ソフトバンクは30日の日本ハム戦(エスコン)に4―5で競り負け、連勝が「9」で止まった。前日のカード初戦を制して今季初の首位に立ったが、一夜で2位に転落。日本ハム戦の連勝も「5」でストップした。

 2度追いついて一時は勝ち越したが、ライバルの執念に屈した。1点リードの8回、3番手・藤井が二死走者なしから一、二塁のピンチを招くと、清宮に逆転の2点適時三塁打を献上。試合後、小久保監督は「ええゲームやった。最後に打った清宮がすごい」と相手をたたえ、結果を素直に受け入れた。覇権を争う「2強」の後半戦最初の直接対決は、これで1勝1敗。勝利を目前にしての惜敗だけに重たい1敗だが、チームに暗いムードはなかった。

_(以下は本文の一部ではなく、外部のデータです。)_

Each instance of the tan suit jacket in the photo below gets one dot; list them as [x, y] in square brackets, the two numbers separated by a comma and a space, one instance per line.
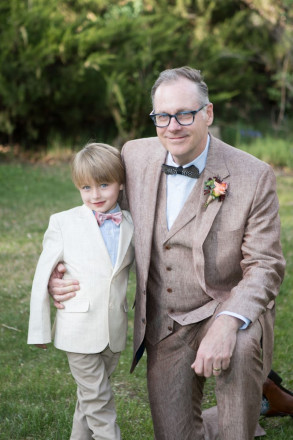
[97, 316]
[236, 243]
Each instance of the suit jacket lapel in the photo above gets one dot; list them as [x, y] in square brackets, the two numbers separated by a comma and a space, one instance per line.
[215, 167]
[151, 174]
[188, 211]
[126, 233]
[94, 231]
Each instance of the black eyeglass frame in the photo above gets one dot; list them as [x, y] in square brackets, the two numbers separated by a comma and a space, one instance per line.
[192, 112]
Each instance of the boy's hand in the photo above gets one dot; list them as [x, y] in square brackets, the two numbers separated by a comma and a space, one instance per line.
[61, 290]
[43, 346]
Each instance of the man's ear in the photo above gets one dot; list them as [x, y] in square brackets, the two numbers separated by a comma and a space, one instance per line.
[210, 114]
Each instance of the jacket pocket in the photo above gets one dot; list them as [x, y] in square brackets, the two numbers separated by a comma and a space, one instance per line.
[81, 305]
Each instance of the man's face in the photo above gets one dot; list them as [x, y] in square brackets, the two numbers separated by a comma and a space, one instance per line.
[185, 143]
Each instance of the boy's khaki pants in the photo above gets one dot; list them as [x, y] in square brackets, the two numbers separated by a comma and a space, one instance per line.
[95, 414]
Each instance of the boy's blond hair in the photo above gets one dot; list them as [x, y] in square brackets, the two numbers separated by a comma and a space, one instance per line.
[97, 162]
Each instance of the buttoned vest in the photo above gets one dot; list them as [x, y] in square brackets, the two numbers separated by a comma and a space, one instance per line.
[172, 282]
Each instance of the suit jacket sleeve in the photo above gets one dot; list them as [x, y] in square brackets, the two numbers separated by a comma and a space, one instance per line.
[262, 264]
[40, 322]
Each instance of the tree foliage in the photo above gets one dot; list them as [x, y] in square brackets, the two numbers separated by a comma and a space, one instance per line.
[87, 66]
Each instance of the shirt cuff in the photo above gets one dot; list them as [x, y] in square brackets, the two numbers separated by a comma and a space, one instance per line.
[246, 321]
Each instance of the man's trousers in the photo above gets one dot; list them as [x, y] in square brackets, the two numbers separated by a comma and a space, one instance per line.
[175, 391]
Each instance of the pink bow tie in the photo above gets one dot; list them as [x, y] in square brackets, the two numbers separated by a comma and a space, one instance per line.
[116, 217]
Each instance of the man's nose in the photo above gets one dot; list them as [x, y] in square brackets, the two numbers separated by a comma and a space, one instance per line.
[174, 125]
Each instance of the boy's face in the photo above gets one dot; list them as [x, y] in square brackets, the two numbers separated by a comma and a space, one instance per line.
[100, 197]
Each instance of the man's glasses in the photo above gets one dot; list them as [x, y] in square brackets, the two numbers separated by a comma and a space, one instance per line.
[183, 118]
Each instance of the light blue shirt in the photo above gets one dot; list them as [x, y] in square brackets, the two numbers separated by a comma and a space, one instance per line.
[111, 233]
[178, 190]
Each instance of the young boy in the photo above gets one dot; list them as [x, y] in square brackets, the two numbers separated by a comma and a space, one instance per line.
[94, 241]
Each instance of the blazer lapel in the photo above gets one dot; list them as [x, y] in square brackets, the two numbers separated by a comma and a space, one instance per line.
[94, 231]
[151, 175]
[215, 167]
[126, 233]
[188, 211]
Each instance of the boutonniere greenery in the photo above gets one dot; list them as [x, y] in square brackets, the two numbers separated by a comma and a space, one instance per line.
[216, 189]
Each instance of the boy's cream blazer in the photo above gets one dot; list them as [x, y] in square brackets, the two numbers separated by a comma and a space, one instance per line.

 満身創痍の状態で強行出場している選手会長・周東佑京内野手(29)が特別な存在感を放ち、ポジティブな空気を生み出している。昨オフに手術した左ヒザのケアが続く中、27日のオリックス戦(みずほペイペイ)では腰の張りで途中交代。小久保監督が「あまり良くないので心配」と正直に打ち明けるように、首位攻防戦でなければ出場回避という状態で3連戦に臨んでいる。

 それだけに連日の活躍には、チーム内から「状態が状態だけに頭が下がる」「周東が打つたびにベンチが沸き上がっている」と拍手喝采が送られている。29日の初戦は先頭打者弾。この日は2本の適時打に、リーグトップを快走する27個目の盗塁を成功させ、打線をけん引。勝っていれば「ヒーロー」の活躍だった。

「自分の中でよっぽどひどかったら言わなきゃいけないけど、休むつもりはない。今週は日本ハムと大事な3試合をやった後に、負け越している楽天とやる1週間。特に大事になってくると思っているんで、もう全部出るつもりです」と語った周東。いつも以上に明るく声を出し、悲壮感は見せない。「強い選手」と呼ばれる柳田、今宮を尊敬してやまない男は大一番での振る舞い方を知っている。